Originally Posted by
RadioGirl
But I too would find it odd if someone who routinely shuttles between two residences, someone experienced enough to travel transpac with only a small carry-on, or someone with enough FF miles to bother with a MR is too claustrophobic to fly, and only discovers that fact once on board the aircraft. (NB: Not "suspicious", not "dangerous", just "odd.")
This. The OP's anecdote reminds me of some of the FAM accounts in the documentary,
Please Remove Your Shoes, and I do not consider it
impossibly far-fetched that this type of experience is a 'security probe'.
Which is more likely: someone who is terrified of flying brought no baggage whatsoever on a transcon flight, or the guy left some baggage on the plane? Probably he left some baggage on the plane, although both scenarios are possible. And if the guy did leave baggage on the plane, was it intentional or inadvertent? Of course it is completely plausible that a claustrophobic passenger would be too panicked to consider his baggage, or even that he begged the staff to remove his checked baggage and they denied his request.
A string of statistically unlikely coincidences:
1. A passenger panics and demands to exit the plane after it left a gate (This has certainly happened on less than 1% of my flights; it has never happened to me.) Let's say 0.1% of flights have an incident like this.
2. That passenger left the flight with no luggage. I'm guessing less than one percent of transcon passengers have no luggage, so let's say a 1% chance he didn't leave anything on the plane.
3. That passenger is of a demographic which has probed holes in airline/airport security in the recent past. I'm guessing that less than 1% of US domestic passengers are young men of Middle Eastern descent.
If only #1 and #2 are true, then we are talking about a 1-in-100,000 chance of the incident happening randomly.
Given 600 million enplanements per year in the US, let's use a nice conservative number and say that 1-2%, or 10 million of these enplanements are on transcons. That would still mean that #1 + #2 would occur a hundred times per year by chance, or twice a week.
Add #3, and now we are talking a 1-in-10,000,000 chance of this happening randomly. (Passenger-initiated deplanement, not removing luggage, and being a member of a specific demographic which has a record of probing security holes.) Still likely to happen completely by chance once or twice a year, but definitely more noteworthy.

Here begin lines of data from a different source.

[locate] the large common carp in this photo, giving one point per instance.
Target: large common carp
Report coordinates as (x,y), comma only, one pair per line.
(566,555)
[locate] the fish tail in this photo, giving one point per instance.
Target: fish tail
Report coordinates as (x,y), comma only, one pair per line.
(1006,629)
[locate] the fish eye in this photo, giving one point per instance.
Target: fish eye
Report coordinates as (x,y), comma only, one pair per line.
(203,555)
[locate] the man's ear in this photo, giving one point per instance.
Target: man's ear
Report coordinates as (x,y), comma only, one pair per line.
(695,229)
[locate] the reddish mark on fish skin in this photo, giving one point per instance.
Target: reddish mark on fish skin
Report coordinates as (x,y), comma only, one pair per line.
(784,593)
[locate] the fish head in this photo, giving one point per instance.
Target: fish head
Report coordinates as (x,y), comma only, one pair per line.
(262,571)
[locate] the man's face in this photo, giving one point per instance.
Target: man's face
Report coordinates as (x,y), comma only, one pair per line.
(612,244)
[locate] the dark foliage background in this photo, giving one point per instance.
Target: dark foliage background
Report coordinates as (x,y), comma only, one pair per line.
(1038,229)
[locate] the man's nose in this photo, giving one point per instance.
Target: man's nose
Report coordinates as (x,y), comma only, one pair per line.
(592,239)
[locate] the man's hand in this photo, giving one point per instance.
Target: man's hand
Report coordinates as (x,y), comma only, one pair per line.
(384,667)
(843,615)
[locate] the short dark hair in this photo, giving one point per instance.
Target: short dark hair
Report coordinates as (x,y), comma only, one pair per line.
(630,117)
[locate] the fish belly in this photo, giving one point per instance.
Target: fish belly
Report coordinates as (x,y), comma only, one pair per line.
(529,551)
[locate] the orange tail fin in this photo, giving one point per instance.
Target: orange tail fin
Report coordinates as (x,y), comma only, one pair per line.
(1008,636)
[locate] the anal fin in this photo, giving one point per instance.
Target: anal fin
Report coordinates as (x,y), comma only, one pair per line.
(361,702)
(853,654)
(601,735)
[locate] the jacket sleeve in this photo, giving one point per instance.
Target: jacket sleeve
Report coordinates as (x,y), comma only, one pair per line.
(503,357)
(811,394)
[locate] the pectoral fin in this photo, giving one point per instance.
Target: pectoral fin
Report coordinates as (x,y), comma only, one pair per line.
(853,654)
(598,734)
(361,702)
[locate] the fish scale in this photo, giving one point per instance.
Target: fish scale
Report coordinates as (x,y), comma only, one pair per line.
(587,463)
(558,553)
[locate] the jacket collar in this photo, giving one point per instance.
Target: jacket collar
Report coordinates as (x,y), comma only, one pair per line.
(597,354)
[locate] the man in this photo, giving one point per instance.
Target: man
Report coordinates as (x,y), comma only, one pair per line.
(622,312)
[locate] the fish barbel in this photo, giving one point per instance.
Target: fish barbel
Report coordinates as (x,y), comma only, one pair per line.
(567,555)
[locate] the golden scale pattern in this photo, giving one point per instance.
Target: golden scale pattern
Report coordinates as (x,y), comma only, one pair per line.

I would say that objectively, the passenger's gender, age, and ethnicity raise the (remote) possibility that this was a security probe. I understand that the overwhelmingly vast majority of young men of Middle Eastern descent are not terrorists, but I also recognize that the terrorists currently targeting the USA are young men of Middle Eastern descent. Would we be having this discussion if the passenger was a black grandmother? No. Does that mean that the discussion is racist? Not in my opinion.
Does that mean the incident had any security implications? Probably not.
Originally Posted by
Zaynab
What I do not understand from the remarks by several posters in this thread is that in the security conscious United States, the "passenger and luggage should be on the same plane" rule is only applied across the oceans. What is the logic? Is the security risk lower on intra-US flights?
+1. Weren't some of the the 9/11 flights domestic transcons?
Of course, logic and the US's current implementation of "airport security" have little in common. The fact that the luggage is all 'screened' gives me no comfort, given the huge failure levels on official tests.